Just wondering, if you can comment generally on the relationship with CPG companies who are experiencing stress, I guess in their own businesses from new emerging competitors, from all directions. Are you finding that mix to easier to deal with, harder to deal with, or no change particularly?
Well, no particular change to report. It's -- we have good relationships, overall. There are always issues here and there, but overall, we have positive relationships with our CPG companies. And we think we're good partners with them, and not much else I can add, Keith.
And just in terms of your own assortment in the store, are you seeing that you would add SKUs or delete those that are slow selling and add smaller companies or no real change in terms of what you are center of store offering is?
Well, it's constantly changing. The category managers adapt their strategies as much as -- and tailor their needs as much as we can, by region, by customer profile, by banner certainly, by province certainly. And then at a more micro level, I wouldn't say we're -- we have personalized layouts in every store, but we're getting more and more -- going more and more in that direction. So in certain areas, local products, small companies, clearly we will list and we will offer, because that's what customers want. So there's a trend that way. It still as a percentage of total pretty small, but it's a growing trend and we have to provide it. So assortment, listing the listing is a constant process. But there's no general change in the strategy.
Your next question comes from the line of Chris Li from Macquarie.
Just one quick follow-up. What are your plans for your remaining stake in Couche-Tard. I know it was pretty small, but is that a long-term investment for you still? Or you look to divest it at some point in the future?

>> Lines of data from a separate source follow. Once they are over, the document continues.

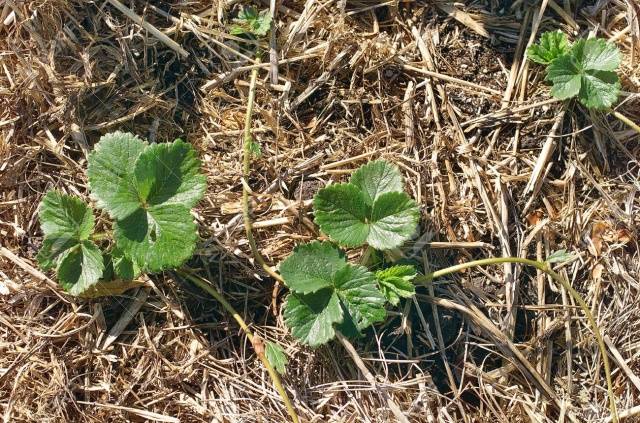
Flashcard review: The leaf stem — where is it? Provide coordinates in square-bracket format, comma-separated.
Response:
[611, 109, 640, 134]
[176, 269, 300, 423]
[414, 257, 618, 423]
[242, 53, 284, 283]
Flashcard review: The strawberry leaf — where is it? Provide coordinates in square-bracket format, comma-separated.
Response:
[545, 38, 621, 109]
[281, 242, 386, 347]
[376, 265, 417, 306]
[264, 341, 289, 375]
[57, 241, 104, 295]
[349, 160, 403, 206]
[527, 31, 569, 65]
[231, 7, 271, 37]
[284, 288, 342, 347]
[280, 241, 347, 294]
[134, 139, 207, 209]
[87, 132, 146, 219]
[114, 204, 197, 272]
[37, 191, 104, 295]
[89, 137, 206, 279]
[313, 161, 420, 250]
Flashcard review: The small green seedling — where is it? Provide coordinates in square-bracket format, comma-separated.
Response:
[527, 31, 621, 110]
[280, 161, 420, 347]
[38, 132, 206, 297]
[230, 6, 271, 38]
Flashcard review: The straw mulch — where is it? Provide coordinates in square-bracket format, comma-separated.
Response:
[0, 0, 640, 422]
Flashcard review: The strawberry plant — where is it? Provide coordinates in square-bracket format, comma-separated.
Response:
[280, 160, 420, 347]
[37, 132, 206, 297]
[230, 6, 271, 38]
[527, 31, 640, 132]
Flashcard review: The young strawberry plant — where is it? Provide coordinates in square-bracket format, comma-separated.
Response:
[272, 161, 617, 421]
[37, 132, 206, 297]
[280, 160, 420, 347]
[527, 31, 640, 132]
[37, 132, 298, 422]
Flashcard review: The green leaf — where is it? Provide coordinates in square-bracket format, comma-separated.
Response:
[264, 341, 289, 375]
[313, 161, 420, 250]
[37, 191, 94, 270]
[39, 191, 94, 240]
[376, 265, 417, 306]
[111, 247, 141, 280]
[571, 38, 622, 71]
[367, 192, 420, 250]
[545, 55, 582, 100]
[313, 184, 371, 247]
[89, 137, 206, 279]
[114, 204, 197, 272]
[36, 236, 78, 270]
[578, 71, 620, 109]
[349, 160, 403, 206]
[280, 242, 386, 346]
[334, 264, 387, 330]
[134, 139, 207, 209]
[527, 31, 569, 65]
[231, 7, 272, 37]
[57, 241, 105, 295]
[547, 249, 573, 263]
[87, 132, 146, 219]
[280, 241, 347, 294]
[284, 288, 342, 347]
[546, 38, 621, 109]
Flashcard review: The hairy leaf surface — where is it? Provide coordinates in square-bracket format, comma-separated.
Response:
[376, 265, 417, 306]
[281, 242, 386, 346]
[87, 132, 146, 219]
[546, 38, 621, 109]
[313, 161, 420, 250]
[264, 341, 289, 375]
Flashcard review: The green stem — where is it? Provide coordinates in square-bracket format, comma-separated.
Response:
[90, 232, 111, 241]
[176, 270, 300, 423]
[242, 54, 283, 282]
[415, 257, 618, 423]
[611, 110, 640, 134]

No. Yes, no, Chris, it's not a long-term investment. We will eventually monetize that in a very orderly fashion, let's just put it this way. But the plan is to monetize that in the future.
And that will go towards to your 2.5x leverage, I guess that...
Exactly. Exactly. Yes.
Your next question comes from the line of Michael Van Aelst from TD Securities.
Yes, that was pretty much my question. But I guess, just to clarify, have you sold any more other shares since the big block?
No.
No. And as I mentioned on our last call, the variation in the market value now is part of comprehensive income, and you can see there was a devaluation of the stub and that's part of the other comprehensive income.
There are no further questions at this time. I'll turn the call back over to the presenters.
Okay. Thank you, everyone, for joining us today. And we will be holding our third quarter conference call on August 15. Thank you.
This concludes today's conference call. You may now disconnect.